Will a piano’s tone change over time?
One of the most common concerns people express in our store is “Will (brand x) piano sound the same in my home over time?” The answer is yes and no. Intrinsic tone and consequential tone are two very different concepts that I have created to describe the phenomena of a piano “loosing” or “changing” its tonal color.
Intrinsic sound is not bound by variables or conditions, such as hammer quality or climate. As pianos receive continuous use over time, the hammer felts actually begin to compress. This compression makes the hammers harder, which affects the tone by producing a brighter sound. This type of hammer fatigue is the most common type of consequential tone. Conversely, the tone of a brighter new piano, such as a Yamaha, can be voiced by a trained piano technician to produce a mellower sound. This is also a popular way piano owners alter their piano’s intrinsic tone.
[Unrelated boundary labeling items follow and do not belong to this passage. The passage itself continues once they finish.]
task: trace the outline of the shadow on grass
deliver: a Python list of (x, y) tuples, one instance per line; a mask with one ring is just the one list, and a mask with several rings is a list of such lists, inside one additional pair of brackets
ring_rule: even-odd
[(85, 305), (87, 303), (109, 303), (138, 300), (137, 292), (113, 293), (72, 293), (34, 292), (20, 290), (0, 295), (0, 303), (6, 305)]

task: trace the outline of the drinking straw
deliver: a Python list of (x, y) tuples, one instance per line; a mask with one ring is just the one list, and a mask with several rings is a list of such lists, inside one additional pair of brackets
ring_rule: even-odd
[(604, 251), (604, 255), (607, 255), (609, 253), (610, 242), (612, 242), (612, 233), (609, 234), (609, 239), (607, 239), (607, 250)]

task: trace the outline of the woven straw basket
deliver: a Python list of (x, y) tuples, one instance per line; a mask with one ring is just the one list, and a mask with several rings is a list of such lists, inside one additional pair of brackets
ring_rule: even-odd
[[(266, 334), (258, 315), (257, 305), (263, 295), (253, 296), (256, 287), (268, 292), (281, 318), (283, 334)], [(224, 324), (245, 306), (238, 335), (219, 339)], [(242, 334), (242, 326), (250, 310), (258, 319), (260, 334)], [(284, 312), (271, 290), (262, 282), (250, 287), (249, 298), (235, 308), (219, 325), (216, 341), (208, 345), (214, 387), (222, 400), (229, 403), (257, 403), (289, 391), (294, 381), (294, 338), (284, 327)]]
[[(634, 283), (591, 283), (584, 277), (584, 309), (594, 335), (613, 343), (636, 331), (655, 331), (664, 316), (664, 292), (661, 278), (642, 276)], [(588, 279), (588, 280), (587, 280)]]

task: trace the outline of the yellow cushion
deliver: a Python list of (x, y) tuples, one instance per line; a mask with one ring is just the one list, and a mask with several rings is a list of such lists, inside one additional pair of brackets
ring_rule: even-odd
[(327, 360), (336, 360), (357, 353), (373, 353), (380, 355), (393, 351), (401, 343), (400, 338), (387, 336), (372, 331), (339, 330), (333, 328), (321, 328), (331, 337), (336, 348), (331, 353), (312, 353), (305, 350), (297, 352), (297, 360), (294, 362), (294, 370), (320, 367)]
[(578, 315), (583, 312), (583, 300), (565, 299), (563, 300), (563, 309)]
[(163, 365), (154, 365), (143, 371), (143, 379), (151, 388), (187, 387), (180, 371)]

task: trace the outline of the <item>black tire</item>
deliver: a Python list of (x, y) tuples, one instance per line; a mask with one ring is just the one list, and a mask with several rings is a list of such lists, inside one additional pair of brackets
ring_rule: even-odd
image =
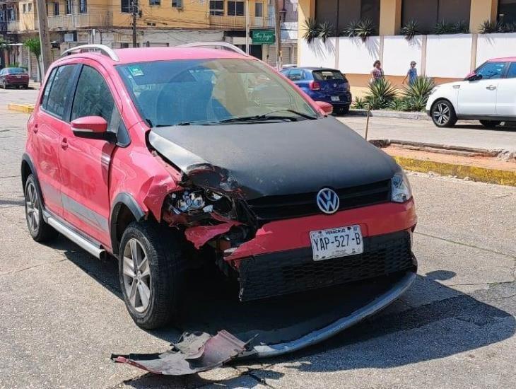
[(457, 115), (453, 105), (447, 100), (438, 100), (430, 110), (433, 124), (438, 127), (452, 127), (457, 123)]
[(29, 175), (25, 185), (25, 214), (30, 236), (36, 242), (47, 242), (57, 236), (58, 232), (43, 219), (41, 194), (32, 174)]
[(349, 112), (349, 105), (339, 107), (335, 110), (335, 113), (339, 115), (346, 115)]
[(494, 128), (496, 126), (500, 125), (502, 122), (501, 120), (479, 120), (480, 124), (487, 128)]
[[(136, 243), (140, 245), (139, 250), (143, 249), (146, 256), (149, 273), (148, 280), (143, 276), (147, 268), (138, 267), (137, 272), (133, 273), (134, 277), (124, 274), (124, 262), (133, 260), (129, 258), (130, 253), (133, 256), (131, 240), (136, 240)], [(158, 328), (170, 323), (174, 318), (182, 289), (182, 276), (186, 262), (184, 244), (177, 233), (150, 221), (132, 222), (124, 231), (118, 260), (120, 287), (127, 310), (134, 323), (141, 328)], [(133, 266), (134, 269), (134, 263)], [(137, 276), (136, 274), (140, 275)], [(133, 285), (134, 282), (136, 282), (136, 287)], [(140, 287), (149, 292), (149, 296), (146, 298), (148, 302), (145, 306), (144, 300), (142, 299), (142, 293), (145, 292)], [(131, 302), (129, 295), (133, 289), (135, 291), (134, 301)], [(139, 306), (139, 303), (141, 304), (141, 306)]]

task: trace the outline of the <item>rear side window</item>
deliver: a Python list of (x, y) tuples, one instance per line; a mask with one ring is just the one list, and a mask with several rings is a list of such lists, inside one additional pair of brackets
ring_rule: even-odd
[(70, 86), (74, 70), (75, 65), (59, 66), (52, 81), (45, 109), (59, 119), (64, 117), (66, 105), (70, 100)]
[(48, 102), (48, 95), (50, 93), (50, 88), (52, 88), (52, 81), (54, 81), (54, 76), (56, 75), (56, 71), (57, 71), (57, 68), (54, 68), (52, 71), (52, 73), (50, 73), (50, 75), (48, 76), (48, 80), (47, 80), (47, 83), (45, 86), (45, 91), (43, 91), (43, 98), (41, 100), (41, 106), (43, 108), (43, 109), (47, 109), (47, 103)]
[(507, 72), (508, 79), (516, 79), (516, 62), (512, 62), (509, 65), (509, 70)]
[(293, 81), (302, 80), (305, 78), (305, 72), (303, 70), (293, 69), (291, 70), (288, 74), (288, 78)]
[(483, 80), (500, 79), (505, 67), (505, 62), (486, 62), (475, 73), (477, 76), (482, 76)]
[(344, 76), (338, 70), (315, 70), (312, 72), (314, 80), (324, 81), (326, 80), (344, 80)]

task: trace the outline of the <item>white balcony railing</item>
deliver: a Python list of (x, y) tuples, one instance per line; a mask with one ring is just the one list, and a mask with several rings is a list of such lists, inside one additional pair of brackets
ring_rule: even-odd
[(112, 23), (108, 12), (88, 12), (48, 17), (48, 27), (51, 30), (74, 30), (83, 27), (105, 27)]
[(19, 31), (20, 22), (18, 21), (11, 21), (7, 22), (8, 31)]
[[(245, 29), (245, 16), (228, 16), (209, 15), (210, 27), (233, 30)], [(274, 18), (251, 16), (250, 28), (264, 28), (274, 27)]]

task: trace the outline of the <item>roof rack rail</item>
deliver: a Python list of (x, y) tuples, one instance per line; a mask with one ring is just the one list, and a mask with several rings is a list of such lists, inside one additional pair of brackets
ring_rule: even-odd
[(179, 47), (212, 47), (223, 50), (228, 50), (235, 52), (243, 55), (247, 55), (245, 51), (237, 47), (235, 45), (231, 45), (227, 42), (196, 42), (195, 43), (185, 43), (180, 45)]
[(111, 58), (113, 61), (119, 61), (118, 56), (115, 52), (105, 45), (82, 45), (81, 46), (76, 46), (63, 52), (61, 57), (70, 55), (75, 52), (83, 52), (83, 50), (86, 50), (86, 52), (100, 52), (104, 55), (107, 55)]

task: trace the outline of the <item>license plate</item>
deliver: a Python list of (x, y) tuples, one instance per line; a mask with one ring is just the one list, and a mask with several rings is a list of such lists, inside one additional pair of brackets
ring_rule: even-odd
[(310, 231), (310, 235), (315, 261), (354, 255), (364, 251), (360, 226)]

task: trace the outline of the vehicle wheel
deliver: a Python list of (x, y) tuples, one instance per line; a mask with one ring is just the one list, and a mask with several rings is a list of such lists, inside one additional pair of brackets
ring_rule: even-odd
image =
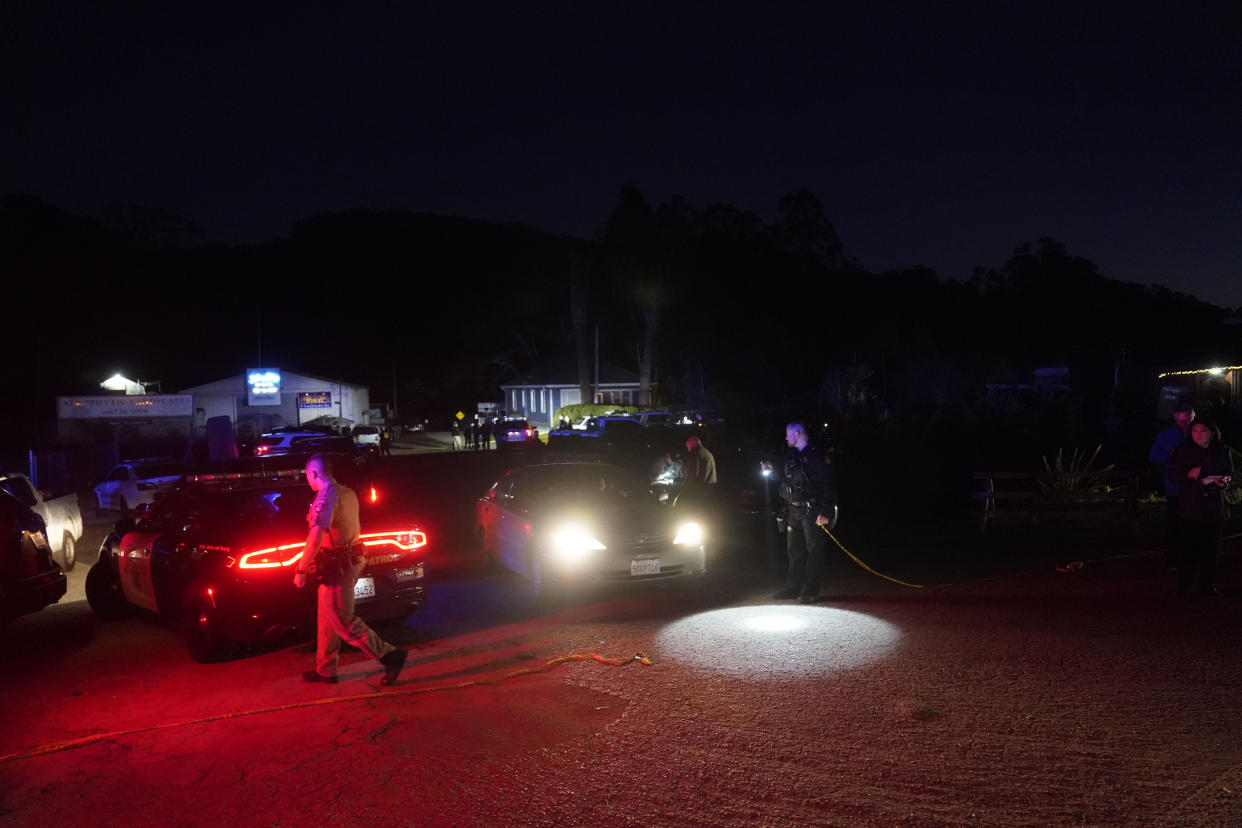
[(200, 664), (219, 662), (229, 653), (229, 639), (220, 631), (220, 617), (207, 587), (195, 581), (185, 591), (185, 647)]
[(544, 577), (544, 567), (534, 549), (527, 551), (527, 578), (530, 583), (530, 597), (540, 607), (554, 607), (560, 602), (561, 590), (550, 578)]
[(65, 539), (61, 540), (61, 569), (68, 572), (75, 564), (77, 564), (77, 544), (73, 541), (73, 535), (65, 533)]
[(496, 556), (496, 552), (487, 546), (487, 535), (482, 526), (474, 530), (474, 541), (478, 546), (479, 555), (483, 556), (483, 567), (488, 571), (496, 571), (501, 567), (501, 559)]
[(86, 601), (104, 621), (120, 621), (129, 614), (125, 593), (120, 591), (111, 561), (97, 561), (86, 574)]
Sudden humidity can make a piano’s woods swell, which literally opens pores in the woods and disrupts the surface microscopically, which mellows or dulls the sound of the piano. When a piano. The opposite effect of sudden dryness in a humid region causes the wood the shrink and bulge, which can permanently damage the piano, through the introduction of cracks in the bridge, soundboard, or rim of the piano. These are all examples of environmental impact on a piano’s intrinsic tone.
It is especially important to remember a piano does not necessarily have to always sound the way it does in the store. A skilled technician can use a special tool with tiny needles to break up the many fibers in the piano’s hammers to make the tone softer, or use lacquer and reshaping of the hammer to make a brighter tone. A higher quality instrument, such as a new Hailun or restored vintage American piano (RVAP) is always a better choice over an inferior instrument that cannot handle extensive regulation or voicing.